Where there are repeated changes in physical custody and there is uncertainty created by an upcoming custody trial, a previously established custodial environment is destroyed and the establishment of a new one is precluded. Bowers v Bowers, 198 Mich. App. 320, 326; 497 N.W.2d 602 (1993). In light of the changes in physical custody and uncertainty created by the impending custody trial, any previously established custodial environment with plaintiff was destroyed. Id. Thus, the trial court did not err in concluding that there was no established custodial environment. Accordingly, the change in custody was justified if supported by a preponderance of the evidence. Mann, supra.

We find no merit in plaintiff's argument that the trial court's finding of no custodial environment was erroneous because the court originally granted defendant temporary custody without first conducting a complete evidentiary hearing. The trial court's order is irrelevant to the existence or establishment of a custodial environment. Blaskowski, supra.
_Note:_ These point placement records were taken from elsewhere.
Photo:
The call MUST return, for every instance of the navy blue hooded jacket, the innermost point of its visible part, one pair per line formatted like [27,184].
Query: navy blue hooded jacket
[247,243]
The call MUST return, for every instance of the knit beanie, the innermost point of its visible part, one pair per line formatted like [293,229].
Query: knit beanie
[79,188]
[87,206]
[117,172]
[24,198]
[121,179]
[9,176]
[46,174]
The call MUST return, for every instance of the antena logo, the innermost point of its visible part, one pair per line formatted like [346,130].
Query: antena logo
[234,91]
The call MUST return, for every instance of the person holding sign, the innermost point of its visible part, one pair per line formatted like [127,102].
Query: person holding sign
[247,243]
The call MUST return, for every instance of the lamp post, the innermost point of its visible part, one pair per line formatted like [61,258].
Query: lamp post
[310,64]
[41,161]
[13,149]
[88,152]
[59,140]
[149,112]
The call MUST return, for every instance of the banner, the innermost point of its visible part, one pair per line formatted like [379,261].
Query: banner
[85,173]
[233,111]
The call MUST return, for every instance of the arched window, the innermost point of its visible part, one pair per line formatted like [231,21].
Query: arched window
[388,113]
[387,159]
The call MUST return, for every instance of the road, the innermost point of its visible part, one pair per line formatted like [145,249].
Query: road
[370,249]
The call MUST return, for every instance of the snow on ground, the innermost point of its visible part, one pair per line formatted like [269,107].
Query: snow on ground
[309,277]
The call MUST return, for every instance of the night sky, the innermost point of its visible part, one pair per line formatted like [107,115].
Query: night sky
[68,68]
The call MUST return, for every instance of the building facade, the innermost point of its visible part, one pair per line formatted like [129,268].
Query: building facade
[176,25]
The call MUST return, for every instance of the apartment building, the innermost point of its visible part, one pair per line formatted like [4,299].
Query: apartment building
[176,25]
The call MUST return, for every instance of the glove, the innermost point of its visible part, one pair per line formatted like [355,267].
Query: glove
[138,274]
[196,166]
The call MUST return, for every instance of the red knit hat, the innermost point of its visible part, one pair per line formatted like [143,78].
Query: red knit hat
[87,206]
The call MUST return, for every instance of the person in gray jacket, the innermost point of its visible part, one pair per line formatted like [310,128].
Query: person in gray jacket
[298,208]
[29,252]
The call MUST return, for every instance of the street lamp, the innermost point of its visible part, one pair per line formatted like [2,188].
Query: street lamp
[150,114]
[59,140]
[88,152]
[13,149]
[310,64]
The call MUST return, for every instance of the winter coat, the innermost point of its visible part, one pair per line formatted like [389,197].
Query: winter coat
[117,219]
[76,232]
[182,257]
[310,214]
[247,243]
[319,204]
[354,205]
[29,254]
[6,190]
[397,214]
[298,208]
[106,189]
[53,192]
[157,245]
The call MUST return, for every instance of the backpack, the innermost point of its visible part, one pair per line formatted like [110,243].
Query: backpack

In determining whether an established custodial environment exists, it makes no difference whether that environment was created by a court order, without a court order, in violation of a court order, or by a court order that was subsequently reversed. Id. Thus, an error by the court in granting defendant temporary custody of the children pending the permanent custody trial would not affect the trial court's analysis of whether an established custodial environment existed.
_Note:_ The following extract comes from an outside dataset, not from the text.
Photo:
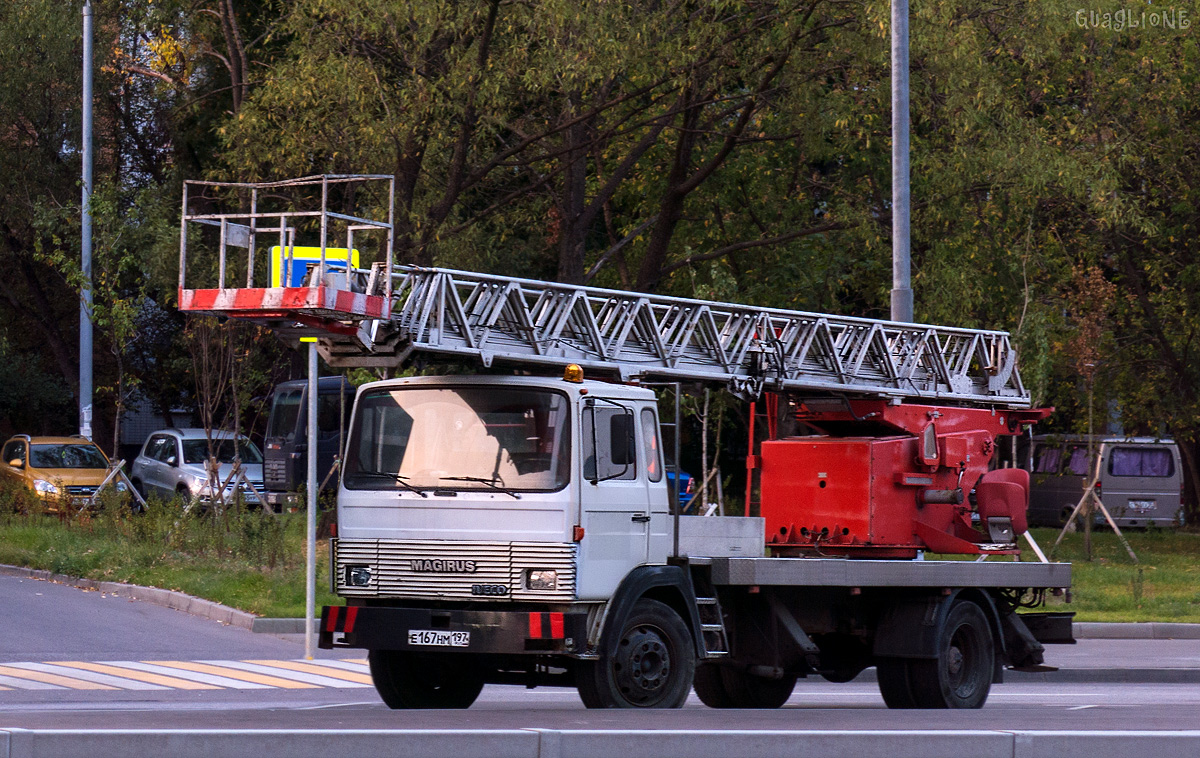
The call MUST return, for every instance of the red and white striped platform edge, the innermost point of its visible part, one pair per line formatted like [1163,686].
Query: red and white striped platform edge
[323,302]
Plaintiff further argues that the trial court's conclusion, that awarding custody to defendant was in the best interest of the children, was against the great weight of the evidence. Again, we disagree.

To expedite the resolution of a child custody dispute by prompt and final adjudication, all orders and judgments of the circuit court shall be affirmed on appeal unless the trial judge made findings of fact against the great weight of evidence or committed a palpable abuse of discretion or a clear legal error on a major issue. [MCL 722.28; MSA 25.312(8).]

In reviewing child custody cases, appellate courts must apply three different standards of review to three distinct types of findings. Fletcher v Fletcher, 447 Mich. 871, 877; 526 N.W.2d 889 (1994). Findings of fact are reviewed under the great weight standard, discretionary rulings are reviewed for an abuse of discretion, and questions of law are reviewed for clear legal error. Id.

Having reviewed the record in this matter, we conclude that the trial court's findings of fact were supported by the great weight of the evidence. Furthermore, the trial court did not commit clear legal error in analyzing the statutory best interest factors. Accordingly, the court's determination that the analysis of the statutory best interest factors supports the award of custody to defendant did not constitute an abuse of discretion. We affirm the trial court's decision granting defendant custody.

Finally, after reviewing this matter, we find that plaintiff has failed to support her argument that the trial judge was prejudiced against her.